The first indication that the proposal had passed was noticed by journalists watching from the gallery, in the minutes before the tellers announced the result. A colleague of Ms Leadbeater who had been speaking to her could be seen giving a quick thumbs up to another MP across the floor as she sat down. Then the official result was announced in the chamber.
The vote passed by 330 votes to 275, a larger margin than had been anticipated even though polls in recent weeks showed the British public was strongly in favour of the move.
The free vote, however, led to some several interesting outcomes. While it was not whipped along party lines, only 23 Tories backed the Bill. One of them was former prime minister Rishi Sunak, who said afterwards that he believed it would “prevent suffering”.
Former chancellor of the exchequer Jeremy Hunt also backed it, while the new Tory leader Kemi Badenoch opposed it because, she argued, it lacked safeguards. Mr Starmer, who backed assisted dying in the 2015, also voted for Ms Leadbeater’s proposal on Friday.
There was clear evidence of splits in the cabinet over the issue, however. Deputy prime minister Angela Rayner voted no, along with health secretary Wes Streeting, who had argued the health service needed more resources for palliative care to give patients a proper choice. Shabana Mahmood, the justice secretary, and the foreign secretary David Lammy also opposed it.
The margin of victory for the yes camp, although clear, may not be wide enough to prevent opponents of the plan from feeling emboldened to add in further safeguards and restrictions at committee stage and in the House of Lords. It is expected that any assisted dying system could take the health service two years to establish.
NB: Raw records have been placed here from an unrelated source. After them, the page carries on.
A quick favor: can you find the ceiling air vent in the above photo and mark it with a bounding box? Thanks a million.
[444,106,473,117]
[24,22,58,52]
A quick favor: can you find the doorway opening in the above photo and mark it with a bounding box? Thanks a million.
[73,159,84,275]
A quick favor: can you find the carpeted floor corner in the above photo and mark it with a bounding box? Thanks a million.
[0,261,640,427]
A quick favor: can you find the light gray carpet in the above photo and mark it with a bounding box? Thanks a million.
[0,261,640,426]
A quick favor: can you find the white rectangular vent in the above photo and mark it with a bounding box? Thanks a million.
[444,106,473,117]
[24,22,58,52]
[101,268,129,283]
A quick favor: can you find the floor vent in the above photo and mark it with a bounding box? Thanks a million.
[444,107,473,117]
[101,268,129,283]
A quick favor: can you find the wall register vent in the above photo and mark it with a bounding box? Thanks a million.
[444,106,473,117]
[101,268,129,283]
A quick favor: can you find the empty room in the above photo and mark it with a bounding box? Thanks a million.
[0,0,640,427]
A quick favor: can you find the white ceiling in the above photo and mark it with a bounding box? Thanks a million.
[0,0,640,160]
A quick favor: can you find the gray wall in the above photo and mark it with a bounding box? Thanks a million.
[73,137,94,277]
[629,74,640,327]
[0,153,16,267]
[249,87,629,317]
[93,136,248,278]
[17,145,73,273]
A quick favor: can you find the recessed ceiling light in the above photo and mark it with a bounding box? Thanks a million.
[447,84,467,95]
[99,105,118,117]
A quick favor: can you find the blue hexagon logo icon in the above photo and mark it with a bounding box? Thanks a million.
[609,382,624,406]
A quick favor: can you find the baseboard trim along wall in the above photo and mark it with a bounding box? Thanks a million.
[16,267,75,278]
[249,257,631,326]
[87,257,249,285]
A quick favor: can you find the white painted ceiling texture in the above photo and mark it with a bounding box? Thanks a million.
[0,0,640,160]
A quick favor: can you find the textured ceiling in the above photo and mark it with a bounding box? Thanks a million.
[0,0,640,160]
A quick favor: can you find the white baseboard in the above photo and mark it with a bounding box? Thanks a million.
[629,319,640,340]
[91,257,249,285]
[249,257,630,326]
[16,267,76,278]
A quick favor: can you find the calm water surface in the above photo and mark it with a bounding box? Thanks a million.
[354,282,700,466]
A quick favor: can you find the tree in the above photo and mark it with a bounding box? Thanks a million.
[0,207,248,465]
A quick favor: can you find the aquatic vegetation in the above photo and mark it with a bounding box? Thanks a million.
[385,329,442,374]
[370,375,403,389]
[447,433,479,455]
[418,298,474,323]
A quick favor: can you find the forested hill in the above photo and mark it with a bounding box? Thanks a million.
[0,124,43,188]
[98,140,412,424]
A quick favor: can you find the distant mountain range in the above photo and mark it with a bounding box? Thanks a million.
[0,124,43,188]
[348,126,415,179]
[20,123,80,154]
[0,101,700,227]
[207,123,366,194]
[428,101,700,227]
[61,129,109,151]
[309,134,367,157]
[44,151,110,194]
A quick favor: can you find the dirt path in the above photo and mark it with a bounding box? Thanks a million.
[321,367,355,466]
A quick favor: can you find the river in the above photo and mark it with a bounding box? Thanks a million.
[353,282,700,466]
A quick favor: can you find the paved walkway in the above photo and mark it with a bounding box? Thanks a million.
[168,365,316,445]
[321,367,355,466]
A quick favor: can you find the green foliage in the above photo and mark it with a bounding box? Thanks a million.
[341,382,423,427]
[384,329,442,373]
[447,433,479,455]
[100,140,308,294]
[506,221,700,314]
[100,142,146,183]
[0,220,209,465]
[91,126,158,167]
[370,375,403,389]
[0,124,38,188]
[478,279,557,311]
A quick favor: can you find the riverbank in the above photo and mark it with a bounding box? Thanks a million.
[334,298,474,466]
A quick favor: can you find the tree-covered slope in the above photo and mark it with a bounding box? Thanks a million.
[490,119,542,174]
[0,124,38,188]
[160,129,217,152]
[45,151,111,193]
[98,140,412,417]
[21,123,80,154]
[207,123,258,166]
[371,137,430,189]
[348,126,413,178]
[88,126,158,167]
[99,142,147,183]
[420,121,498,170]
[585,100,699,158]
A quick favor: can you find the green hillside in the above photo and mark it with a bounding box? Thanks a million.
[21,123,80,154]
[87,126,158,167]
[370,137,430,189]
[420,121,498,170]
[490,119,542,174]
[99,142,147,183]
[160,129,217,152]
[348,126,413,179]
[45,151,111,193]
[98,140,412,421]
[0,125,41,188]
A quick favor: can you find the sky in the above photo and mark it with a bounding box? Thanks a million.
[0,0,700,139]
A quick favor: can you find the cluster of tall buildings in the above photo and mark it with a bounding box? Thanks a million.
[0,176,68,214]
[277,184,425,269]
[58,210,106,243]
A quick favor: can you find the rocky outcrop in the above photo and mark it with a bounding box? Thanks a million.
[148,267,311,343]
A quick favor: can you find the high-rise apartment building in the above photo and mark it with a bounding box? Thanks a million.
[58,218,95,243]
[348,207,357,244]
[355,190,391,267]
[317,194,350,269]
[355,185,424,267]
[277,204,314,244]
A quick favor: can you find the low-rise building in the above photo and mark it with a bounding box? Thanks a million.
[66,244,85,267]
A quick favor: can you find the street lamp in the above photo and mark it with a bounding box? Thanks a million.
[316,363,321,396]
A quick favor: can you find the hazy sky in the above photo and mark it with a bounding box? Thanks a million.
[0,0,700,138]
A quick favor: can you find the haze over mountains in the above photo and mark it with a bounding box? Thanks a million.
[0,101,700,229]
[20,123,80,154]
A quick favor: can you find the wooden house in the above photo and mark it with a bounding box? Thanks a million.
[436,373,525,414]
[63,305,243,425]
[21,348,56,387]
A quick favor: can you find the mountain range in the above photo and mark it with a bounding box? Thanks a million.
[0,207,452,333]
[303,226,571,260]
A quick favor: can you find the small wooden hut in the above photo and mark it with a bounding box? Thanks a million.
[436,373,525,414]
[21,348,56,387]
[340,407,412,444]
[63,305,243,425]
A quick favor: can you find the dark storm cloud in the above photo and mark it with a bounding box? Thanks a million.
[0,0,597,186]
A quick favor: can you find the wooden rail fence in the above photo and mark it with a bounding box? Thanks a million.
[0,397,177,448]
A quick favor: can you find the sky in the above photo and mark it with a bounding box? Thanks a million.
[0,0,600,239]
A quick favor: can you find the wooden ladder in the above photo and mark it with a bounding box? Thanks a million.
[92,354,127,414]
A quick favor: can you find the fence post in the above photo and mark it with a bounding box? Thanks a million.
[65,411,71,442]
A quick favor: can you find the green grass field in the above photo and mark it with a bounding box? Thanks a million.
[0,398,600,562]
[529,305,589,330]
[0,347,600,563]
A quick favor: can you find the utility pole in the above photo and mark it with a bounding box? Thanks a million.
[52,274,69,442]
Earlier on Friday during the debate, passions ran high but tempers stayed calm. One of the most arresting contributions was made by Tory MP Kit Malthouse, a co-sponsor of Ms Leadbeater’s Bill.
“The death bed for far too many is a place of misery, torture and degradation, a rain of blood and vomit and tears,” he said. “I want this choice for my constituents, but profoundly, I want it for myself.”